We awoke to a rattling of the tents around 2:50am and could hear those in the other rooftop were rattled awake by the wind, too. Everette thought (again) about packing up the tents, cramming in the van and sleeping sitting up. Didn’t appeal to me (nor to him, really) so I asked if he would once again go out and evaluate the situation. The bark was worse than the bite, and he climbed back up into the tent to try and slumber the rest of the night away (somewhat successful).
The wind was still strong when the sun rose. The youngest four took me for a hike up to an arch while Everette and Mitchell made pancake breakfast.
Then we headed out for some cold hikes in the park. Its much, much colder today than any previous day. We’ll revamp our plans and do more driving today than hiking. Snow is still in the forecast.

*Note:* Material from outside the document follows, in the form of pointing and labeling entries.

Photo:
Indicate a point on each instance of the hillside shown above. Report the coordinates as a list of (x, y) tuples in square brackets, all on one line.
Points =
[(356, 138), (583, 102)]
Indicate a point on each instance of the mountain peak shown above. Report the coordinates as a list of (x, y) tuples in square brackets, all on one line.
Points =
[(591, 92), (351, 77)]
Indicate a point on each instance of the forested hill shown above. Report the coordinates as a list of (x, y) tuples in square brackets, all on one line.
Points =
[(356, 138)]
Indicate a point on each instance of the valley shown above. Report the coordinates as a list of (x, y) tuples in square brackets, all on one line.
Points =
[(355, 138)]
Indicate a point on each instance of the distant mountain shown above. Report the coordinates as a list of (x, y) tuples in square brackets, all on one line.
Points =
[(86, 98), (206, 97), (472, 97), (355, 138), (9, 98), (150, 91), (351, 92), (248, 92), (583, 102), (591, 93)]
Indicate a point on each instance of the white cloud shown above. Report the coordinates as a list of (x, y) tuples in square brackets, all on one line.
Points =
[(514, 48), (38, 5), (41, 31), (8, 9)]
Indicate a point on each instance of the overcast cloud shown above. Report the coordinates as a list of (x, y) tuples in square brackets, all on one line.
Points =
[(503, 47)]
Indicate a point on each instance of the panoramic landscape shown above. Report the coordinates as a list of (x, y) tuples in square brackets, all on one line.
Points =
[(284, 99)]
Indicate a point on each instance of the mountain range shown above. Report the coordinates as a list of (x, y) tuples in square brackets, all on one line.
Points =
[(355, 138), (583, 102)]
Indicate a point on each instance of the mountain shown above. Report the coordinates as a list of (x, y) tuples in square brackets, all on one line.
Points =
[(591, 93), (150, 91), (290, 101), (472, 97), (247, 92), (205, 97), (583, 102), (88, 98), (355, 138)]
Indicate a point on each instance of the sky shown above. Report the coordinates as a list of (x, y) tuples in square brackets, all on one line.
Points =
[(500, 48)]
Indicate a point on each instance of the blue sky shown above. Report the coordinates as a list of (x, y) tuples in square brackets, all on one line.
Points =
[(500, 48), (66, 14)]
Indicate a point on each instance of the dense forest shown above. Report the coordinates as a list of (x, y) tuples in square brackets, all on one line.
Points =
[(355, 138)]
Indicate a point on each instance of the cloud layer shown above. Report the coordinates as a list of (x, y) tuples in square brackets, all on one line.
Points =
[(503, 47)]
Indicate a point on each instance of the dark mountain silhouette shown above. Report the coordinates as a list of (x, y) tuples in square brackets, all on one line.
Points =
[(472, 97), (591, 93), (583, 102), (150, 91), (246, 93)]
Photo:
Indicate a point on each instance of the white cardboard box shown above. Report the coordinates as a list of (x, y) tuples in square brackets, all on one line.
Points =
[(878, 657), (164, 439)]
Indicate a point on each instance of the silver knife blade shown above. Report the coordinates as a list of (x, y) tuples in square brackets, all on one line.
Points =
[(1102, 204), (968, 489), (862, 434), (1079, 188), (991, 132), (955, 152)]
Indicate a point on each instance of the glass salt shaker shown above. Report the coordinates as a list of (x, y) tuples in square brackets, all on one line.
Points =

Most of the family hikes to Tunnel Arch
and then to Pine Tree Arch
where we meet up with Ellie (Eleanor) from Calgary who informs us that we did outdrive the snow that arrived in Salt Lake City, and that she has lots of snow to deal with as she heads back to work. We aren’t south enough yet. Hopefully within a few days we will be.
Mitchell and Everette run up to view Skyline Arch.
“The park lies atop an underground salt bed that is responsible for the arches, spires, balanced rocks, sandstone fins, and eroded monoliths of this mecca for sightseers.
“Except for isolated remnants, today’s major formations are salmon-colored Entrada Sandstone, in which most arches form, and buff-colored Navajo Sandstone.” (Nat’l Park Service brochure)
Arches National Park has the largest concentration of natural stone arches in the world. More than 2,500!!!
Arch: the hole has to be at least 3′ long in any one direction. Some are “so skinny you have to place your cheek up against the rock in order to see any light through them.”
Natural Bridge: spans either a present or former waterway, and is formed by running water. There are very few at Arches.
Window: a descriptive term given to rock opening high on a rock wall or fin. They might be an arch that “frame” a spectacular view of the landscape beyond.
There’s also hoodoos, spires, towers, etc. Whatever they are called, they are spectacular and inviting, every single direction you gaze.
New arches are still being formed slowly due to erosion and weathering. Old ones are being destroyed, by the same forces. Changes usual coming slowly. However, in 1991 a rock slab 60′ long, 11′ feet wide, and 4′ thick fell from the underside of the Landscape Arch. It left behind an even thinner ribbon of rock.
We stop in at the Visitor Centre back at the entrance to the park and are shocked, literally shocked, to not only see a Bighorn Sheep, but saw it run right beside the parking lot and start bouncing its route up the nearby rocks. As far as the park goes, these first 3 miles of the park road are the best places to spot them. Historically these desert bighorns (obis canadensis nelson) ranged in large numbers throughout most of the Colorado Plateau, but today, only a few remain. We are stoked we got to see one up close.
We drive the short distance into Moab & go to the Visitor Centre for internet and to check-in about the weather & camping options. It isn’t looking good around here for the next few days. Not for campers, anyways. Tonight will be colder than last, and Sunday even colder.
We headed to Colorado for Danaka to meet up with an online friend from a writing forum.
Originally we were expecting to be there sometime next week, but then moved it up to this weekend as we wanted to stay ahead of the cold. We stop at her friends for about an hour late at night, driving in snow nearly the whole way from Moab, UT to Olathe, CO. These teen girls are night owls so the lateness doesn’t fizz them at all. We hit the road again, driving thru the night with some snow, some ice, but nothing serious, Everette & I sharing the driving duty.